Water that Kills

Water that Kills

Rachel Kim, Staff Writer

    Would one ever want to drink contaminated water? For almost two years there has been a water crisis in Flint, Michigan, where high levels of lead have drained into water pipes and contaminated the water of Michigan. The University of Michigan-Flint found high levels of lead on their campus’s water source in January 2015. The levels of the metal measured in the city’s drinking water rose above the gateway for hazardous waste. Even after two years, the lead levels remain threateningly high.

    CNN stated that President Obama declared a federal state of emergency for Flint on January 16th.

   Flint has used water from the Flint River since April 2014. It used to rely on Detroit’s water source, however, due to the high cost of the water way, Flint began to rely on their own river, which is polluted by dirt, sewages, and years of industrial discharge. Flint, Michigan is about 65 miles north of Detroit. The city is not very wealthy with about 39 percent living in poverty.

   Since using the river, thousands of children in Michigan have been exposed to dangerous amount of lead from the drinking water flowing throughout the pipes of households and water stations in Flint. Ashley Kang (10) was shocked in hearing this and said, “It is absolutely horrible that these kids have to drink out of the toxic water.” The Los Angeles Times said that officials discovered “[Flint’s] water has lead levels of 104 parts per billion… [It] can cause permanent damage to young children’s development and lead to lower IQs.”

  By August 2014, further discovery of E. Coli in the water led to warnings to the citizens to boil their water. The Flint River water is difficult to purify because of its high levels of chlorine in it. Flint residents have repeatedly complained about the discoloring in the water which has made a handful of people sick. The pipes turn brown from releasing iron but is not dangerous.
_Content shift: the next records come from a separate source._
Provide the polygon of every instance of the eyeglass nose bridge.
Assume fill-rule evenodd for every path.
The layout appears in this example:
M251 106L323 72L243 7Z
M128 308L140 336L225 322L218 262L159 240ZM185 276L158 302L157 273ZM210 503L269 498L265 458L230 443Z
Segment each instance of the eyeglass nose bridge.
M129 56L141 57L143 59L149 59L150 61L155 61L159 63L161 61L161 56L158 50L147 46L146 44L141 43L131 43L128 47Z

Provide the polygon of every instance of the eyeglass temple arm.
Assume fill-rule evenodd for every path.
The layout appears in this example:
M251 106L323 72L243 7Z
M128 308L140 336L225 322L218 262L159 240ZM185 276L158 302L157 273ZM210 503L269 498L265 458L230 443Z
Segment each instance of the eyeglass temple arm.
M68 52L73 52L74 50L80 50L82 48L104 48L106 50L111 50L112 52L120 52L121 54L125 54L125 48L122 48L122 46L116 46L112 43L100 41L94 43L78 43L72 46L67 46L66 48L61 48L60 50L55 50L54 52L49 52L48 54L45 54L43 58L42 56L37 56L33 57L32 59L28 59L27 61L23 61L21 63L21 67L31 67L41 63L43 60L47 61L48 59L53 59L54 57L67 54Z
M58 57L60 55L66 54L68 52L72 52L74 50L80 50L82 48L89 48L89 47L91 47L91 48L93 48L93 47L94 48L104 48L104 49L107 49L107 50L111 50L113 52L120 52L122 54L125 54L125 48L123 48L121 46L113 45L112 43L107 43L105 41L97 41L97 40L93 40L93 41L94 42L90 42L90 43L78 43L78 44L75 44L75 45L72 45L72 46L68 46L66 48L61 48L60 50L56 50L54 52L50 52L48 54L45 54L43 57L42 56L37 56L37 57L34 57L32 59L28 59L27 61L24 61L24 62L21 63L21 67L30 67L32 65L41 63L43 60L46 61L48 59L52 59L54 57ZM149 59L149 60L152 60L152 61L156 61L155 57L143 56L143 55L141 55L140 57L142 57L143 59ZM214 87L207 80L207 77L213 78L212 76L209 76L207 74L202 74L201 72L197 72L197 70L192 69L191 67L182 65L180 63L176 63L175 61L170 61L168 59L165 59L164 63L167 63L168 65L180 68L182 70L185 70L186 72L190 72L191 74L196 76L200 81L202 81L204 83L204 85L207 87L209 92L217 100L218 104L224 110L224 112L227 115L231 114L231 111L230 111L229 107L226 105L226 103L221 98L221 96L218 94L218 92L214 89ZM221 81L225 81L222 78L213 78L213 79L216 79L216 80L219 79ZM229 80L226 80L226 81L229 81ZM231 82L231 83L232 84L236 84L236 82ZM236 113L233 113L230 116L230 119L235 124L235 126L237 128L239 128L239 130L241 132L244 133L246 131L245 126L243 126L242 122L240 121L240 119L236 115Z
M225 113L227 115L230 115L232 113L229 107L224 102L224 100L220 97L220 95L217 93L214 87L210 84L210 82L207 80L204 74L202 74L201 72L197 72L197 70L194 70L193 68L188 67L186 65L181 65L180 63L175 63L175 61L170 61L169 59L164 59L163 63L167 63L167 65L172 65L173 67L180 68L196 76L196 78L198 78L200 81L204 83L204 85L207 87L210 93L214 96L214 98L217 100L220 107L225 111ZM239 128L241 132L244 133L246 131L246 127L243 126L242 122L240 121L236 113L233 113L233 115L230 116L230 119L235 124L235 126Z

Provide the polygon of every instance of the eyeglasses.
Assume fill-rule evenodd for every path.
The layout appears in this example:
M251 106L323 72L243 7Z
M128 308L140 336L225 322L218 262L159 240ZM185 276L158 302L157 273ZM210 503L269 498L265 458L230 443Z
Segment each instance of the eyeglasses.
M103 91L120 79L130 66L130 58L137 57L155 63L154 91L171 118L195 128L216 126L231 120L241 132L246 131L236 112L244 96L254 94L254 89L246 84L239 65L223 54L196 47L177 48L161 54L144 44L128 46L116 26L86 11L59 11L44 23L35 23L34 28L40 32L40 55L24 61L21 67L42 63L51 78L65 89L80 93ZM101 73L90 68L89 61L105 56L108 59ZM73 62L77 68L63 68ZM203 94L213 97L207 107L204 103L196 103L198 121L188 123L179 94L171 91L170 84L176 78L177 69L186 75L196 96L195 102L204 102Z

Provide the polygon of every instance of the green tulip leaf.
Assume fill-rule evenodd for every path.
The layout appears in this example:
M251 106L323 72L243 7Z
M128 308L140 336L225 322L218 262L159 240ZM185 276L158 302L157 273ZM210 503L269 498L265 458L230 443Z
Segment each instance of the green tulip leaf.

What’s dangerous is the “river itself that contain[s] eight times more chloride than Detroit’s water, a chemical that is highly corrosive to metals” as said in Time Magazine.
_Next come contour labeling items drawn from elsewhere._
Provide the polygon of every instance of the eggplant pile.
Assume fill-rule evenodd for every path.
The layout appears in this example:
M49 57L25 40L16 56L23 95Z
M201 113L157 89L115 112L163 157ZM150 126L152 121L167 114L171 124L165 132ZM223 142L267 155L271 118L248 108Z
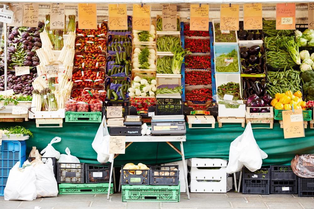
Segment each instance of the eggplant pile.
M257 78L254 81L252 78L242 79L243 99L246 100L252 94L262 97L267 94L266 82L263 78Z
M242 72L246 74L265 73L264 56L261 48L256 45L248 48L240 47L240 57Z

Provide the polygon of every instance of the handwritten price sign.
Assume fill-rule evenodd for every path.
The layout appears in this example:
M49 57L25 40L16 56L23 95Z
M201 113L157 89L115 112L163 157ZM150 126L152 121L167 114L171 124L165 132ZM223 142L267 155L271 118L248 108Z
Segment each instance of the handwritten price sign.
M109 4L109 29L110 30L127 30L127 16L126 4Z
M295 29L295 4L277 4L276 6L276 30Z
M220 30L239 30L239 5L220 5Z
M261 3L245 4L243 10L243 26L245 30L263 29Z

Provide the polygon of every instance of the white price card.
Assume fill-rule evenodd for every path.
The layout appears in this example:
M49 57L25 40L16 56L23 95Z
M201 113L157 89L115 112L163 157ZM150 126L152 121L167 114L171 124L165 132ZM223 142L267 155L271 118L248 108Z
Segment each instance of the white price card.
M13 12L4 8L0 10L0 22L11 24L13 21Z

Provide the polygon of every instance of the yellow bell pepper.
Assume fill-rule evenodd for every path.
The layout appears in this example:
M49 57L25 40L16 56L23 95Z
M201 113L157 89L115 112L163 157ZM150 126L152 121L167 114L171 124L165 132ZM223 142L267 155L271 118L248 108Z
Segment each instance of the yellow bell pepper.
M284 105L284 109L286 110L292 110L292 108L291 107L290 104L286 104Z
M270 105L273 107L274 107L275 105L276 105L276 103L279 101L279 100L278 99L274 99L273 100L272 100L272 101L270 102Z
M292 92L291 91L291 90L289 90L289 91L287 91L285 93L285 94L287 96L288 96L289 97L291 98L291 96L293 95L293 93L292 93Z
M277 102L275 105L275 109L277 110L283 110L284 104L281 102Z
M286 95L285 95L281 99L279 99L279 102L283 104L289 104L291 101L291 98Z
M302 97L302 93L300 91L296 91L294 93L294 94L293 94L293 95L296 97L298 97L299 98L300 98Z

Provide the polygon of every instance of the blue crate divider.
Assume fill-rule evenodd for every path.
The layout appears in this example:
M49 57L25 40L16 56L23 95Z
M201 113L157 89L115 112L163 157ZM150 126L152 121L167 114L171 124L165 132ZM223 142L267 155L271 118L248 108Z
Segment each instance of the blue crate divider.
M25 141L3 141L0 146L0 196L3 196L10 170L18 161L20 167L26 160Z

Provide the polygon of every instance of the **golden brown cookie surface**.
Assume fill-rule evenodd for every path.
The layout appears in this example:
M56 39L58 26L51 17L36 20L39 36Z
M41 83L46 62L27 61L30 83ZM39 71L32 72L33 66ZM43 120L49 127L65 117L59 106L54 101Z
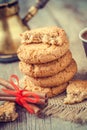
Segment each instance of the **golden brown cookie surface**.
M17 51L21 61L29 64L47 63L63 56L69 49L69 43L61 46L48 44L21 45Z
M31 77L52 76L66 68L71 60L72 54L68 51L59 59L45 64L26 64L25 62L20 62L19 69L22 73Z
M26 89L32 92L45 93L48 97L53 97L64 92L68 85L68 83L64 83L62 85L56 86L55 88L42 88L40 86L34 85L26 77L20 81L20 84L22 84L23 89Z
M41 87L54 87L71 80L76 72L77 72L77 65L76 62L72 59L69 66L67 66L63 71L53 76L45 77L45 78L44 77L33 78L33 77L26 76L26 78L28 78L35 85Z
M68 42L65 31L57 26L32 29L21 34L23 44L47 43L63 45Z
M87 80L71 81L67 87L66 104L73 104L87 99Z

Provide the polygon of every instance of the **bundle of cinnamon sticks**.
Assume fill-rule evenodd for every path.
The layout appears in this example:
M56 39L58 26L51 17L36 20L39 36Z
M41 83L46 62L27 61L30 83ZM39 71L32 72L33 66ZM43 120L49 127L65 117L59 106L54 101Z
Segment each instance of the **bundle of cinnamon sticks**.
M10 84L9 81L0 78L0 85L2 85L4 88L6 88L7 90L13 90L15 91L15 89L13 88L13 86ZM30 92L30 91L29 91ZM24 94L27 94L28 91L24 91ZM30 98L31 100L33 100L33 94L38 95L39 100L36 103L32 103L31 101L27 101L27 104L29 105L30 108L33 109L34 114L36 114L37 116L41 117L43 114L41 113L42 109L47 106L48 104L48 98L46 96L46 94L44 93L34 93L34 92L30 92L31 95L27 98ZM16 96L15 95L10 95L8 93L5 93L2 91L2 89L0 90L0 101L12 101L15 102L16 101Z

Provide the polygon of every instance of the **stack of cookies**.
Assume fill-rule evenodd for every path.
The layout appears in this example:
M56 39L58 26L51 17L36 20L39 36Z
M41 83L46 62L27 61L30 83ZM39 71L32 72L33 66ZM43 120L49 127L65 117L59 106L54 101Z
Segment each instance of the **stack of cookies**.
M22 87L53 97L66 90L77 72L65 31L58 27L33 29L21 34L19 68L25 75Z

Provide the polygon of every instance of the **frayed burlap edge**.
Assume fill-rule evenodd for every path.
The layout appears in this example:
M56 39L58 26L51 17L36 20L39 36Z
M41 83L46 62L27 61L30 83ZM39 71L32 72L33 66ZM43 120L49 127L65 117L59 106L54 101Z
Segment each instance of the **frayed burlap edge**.
M48 106L43 110L45 116L58 117L63 120L84 124L87 123L87 100L66 105L63 103L65 94L48 100Z

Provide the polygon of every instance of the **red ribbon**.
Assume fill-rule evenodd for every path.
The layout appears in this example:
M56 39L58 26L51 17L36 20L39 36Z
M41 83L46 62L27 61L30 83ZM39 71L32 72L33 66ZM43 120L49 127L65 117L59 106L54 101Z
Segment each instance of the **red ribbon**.
M14 80L16 81L16 83L14 82ZM30 112L31 114L34 113L33 108L28 104L28 102L30 103L37 103L40 99L40 97L35 94L35 93L31 93L28 90L24 90L24 89L20 89L19 87L19 78L16 75L11 75L10 77L10 84L13 86L14 90L9 90L9 89L2 89L5 93L13 95L16 97L16 102L25 107L28 112Z

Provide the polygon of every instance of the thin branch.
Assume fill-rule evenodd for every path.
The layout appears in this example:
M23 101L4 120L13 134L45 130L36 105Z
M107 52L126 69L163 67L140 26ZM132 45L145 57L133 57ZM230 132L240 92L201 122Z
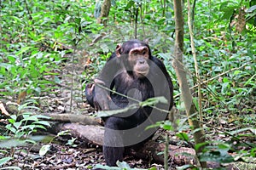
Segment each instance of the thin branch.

   These events have made Sebastian Bonilla (10) realize that “we really can’t take anything for granted and should be grateful for everything we have.” Bonilla also said, “Water is so important for people to live and for the people of Flint to not have that vital element is sad.”

   Although the state has helped the unlucky city switch back to Detroit’s water in October, there is still some danger that remains because of the harm the Flint River did to the water distribution system.